In the city squares, old men sat in sturdy chairs around rough wood tables, fingers moving pieces across black and white boards in the ancient dance of chess. At the inn, I dismounted my horse and the stable boy took the reins deferentially, his feet tapping out patterns in the dusty straw.
The longer I stayed in Kethya, the more I danced. At first I felt awkward, clumsy, my movements stilted when compared to the graceful dynamism of the natives there. I was not as you see me now, oh wise Khan, but youthful then, unsure.
With a pass of one sinewy hand over his face lines disappear and Marco is young again; this, Kublai knows, is his ambassador's greatest magic.
But soon I could not help myself, for everywhere was song, everywhere was music, in the day and in the night and in the dusky, luminous, interstitial places. "La," sang the maidens with their washing, and "Tro," sang the men of trade, and "Yah," sang the children, and "Hom," sang the old men.
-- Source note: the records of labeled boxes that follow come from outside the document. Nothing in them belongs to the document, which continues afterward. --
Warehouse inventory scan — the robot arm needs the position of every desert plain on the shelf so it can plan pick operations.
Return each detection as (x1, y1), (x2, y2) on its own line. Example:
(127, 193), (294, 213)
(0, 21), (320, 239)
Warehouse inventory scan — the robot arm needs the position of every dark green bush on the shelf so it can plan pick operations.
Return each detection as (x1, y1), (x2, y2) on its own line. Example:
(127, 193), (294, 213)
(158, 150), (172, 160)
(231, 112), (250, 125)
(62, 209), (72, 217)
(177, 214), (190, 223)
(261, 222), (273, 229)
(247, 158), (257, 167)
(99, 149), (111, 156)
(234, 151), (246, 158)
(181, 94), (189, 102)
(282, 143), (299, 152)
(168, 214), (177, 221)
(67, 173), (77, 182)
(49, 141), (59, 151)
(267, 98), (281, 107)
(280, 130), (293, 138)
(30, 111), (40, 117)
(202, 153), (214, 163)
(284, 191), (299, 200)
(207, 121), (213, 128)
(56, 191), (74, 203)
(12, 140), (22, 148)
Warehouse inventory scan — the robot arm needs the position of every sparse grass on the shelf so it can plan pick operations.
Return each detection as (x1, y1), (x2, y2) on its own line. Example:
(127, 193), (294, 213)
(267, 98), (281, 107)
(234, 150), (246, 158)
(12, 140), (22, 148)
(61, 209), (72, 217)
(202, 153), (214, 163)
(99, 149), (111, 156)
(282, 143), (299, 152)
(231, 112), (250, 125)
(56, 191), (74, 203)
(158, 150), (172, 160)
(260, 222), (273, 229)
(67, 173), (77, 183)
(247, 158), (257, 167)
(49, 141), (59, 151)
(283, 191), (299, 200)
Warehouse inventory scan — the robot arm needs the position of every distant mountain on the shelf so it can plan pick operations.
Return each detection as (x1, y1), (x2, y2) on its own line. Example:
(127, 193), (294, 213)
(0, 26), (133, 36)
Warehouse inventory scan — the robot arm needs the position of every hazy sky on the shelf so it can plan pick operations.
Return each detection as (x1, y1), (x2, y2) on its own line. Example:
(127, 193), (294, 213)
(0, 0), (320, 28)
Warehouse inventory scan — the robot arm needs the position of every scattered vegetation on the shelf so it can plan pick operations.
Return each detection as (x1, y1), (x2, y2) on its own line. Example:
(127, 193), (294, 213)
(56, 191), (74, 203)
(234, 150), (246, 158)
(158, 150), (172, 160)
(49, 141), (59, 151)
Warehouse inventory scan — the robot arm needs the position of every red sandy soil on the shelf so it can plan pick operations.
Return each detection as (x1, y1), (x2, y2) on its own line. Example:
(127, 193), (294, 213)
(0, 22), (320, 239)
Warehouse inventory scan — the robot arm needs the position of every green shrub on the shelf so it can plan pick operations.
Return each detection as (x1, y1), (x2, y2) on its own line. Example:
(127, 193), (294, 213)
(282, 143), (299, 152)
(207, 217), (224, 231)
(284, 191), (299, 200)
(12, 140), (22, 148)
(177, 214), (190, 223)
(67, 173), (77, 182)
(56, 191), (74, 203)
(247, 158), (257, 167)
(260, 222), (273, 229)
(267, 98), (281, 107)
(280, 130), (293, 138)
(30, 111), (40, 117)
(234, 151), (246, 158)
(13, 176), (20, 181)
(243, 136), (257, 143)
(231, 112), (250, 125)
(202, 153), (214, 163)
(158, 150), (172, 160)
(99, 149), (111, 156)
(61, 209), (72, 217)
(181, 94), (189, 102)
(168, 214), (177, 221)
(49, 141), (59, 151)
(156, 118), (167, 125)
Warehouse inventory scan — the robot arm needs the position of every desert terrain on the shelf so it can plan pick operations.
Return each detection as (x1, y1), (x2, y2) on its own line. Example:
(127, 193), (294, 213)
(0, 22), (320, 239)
And, too, everywhere was movement, the sashay of hips, the swing of arms, the fluid arch of fingers as a man gave a blossom of delphinium to a woman with dark hair and flashing eyes.
By the third day of my visit I could no more be still than you, oh Khan, could slip free the reins of your great empire. I swayed in the market as I traded my small carvings and trinkets for pomegranates and casks of wine, pearls for a fine rug woven with the pattern of the estampie, and in the almost-silence of Kethya's vast libraries I danced the moresca to a faint, whispered melody. When it grew dark, I joined the tropotianka of the old men in the warm night air of the square, and added my shadow to those which danced across the crumbling brick below.
In the streets I asked the people, "Why do you sing, why do you dance?" and everywhere I was answered, "Because it is good to sing, and it is good to dance." I thought, 'This is so.'
Now Marco's fingers begin to twitch, and his mouth curls sideways into something not quite a grimace.
By the fifth day I could not still myself, even in sleep, and when I rose, weary and with sand-dusted eyes, it was as if I could see the city for the first time again, but now from within. I had become a dancer, and I had begun to sense the great joy and the great tragedy of that city. For the city of Kethya is naught but a dance, each step weaving amongst the others to form a great tarantella. A traveler may find a place in the pattern to step in for a short while, but for the inhabitants of the city there is no end to the music, no final sting of the viol. They must go on, whirling, stomping, careening, and always with the knowledge that they have created an enormity, a great, beautiful thing, and that the moment they stop, this thing will die.
When I left Kethya the sounds of the city followed me, and it was many days before I found stillness again.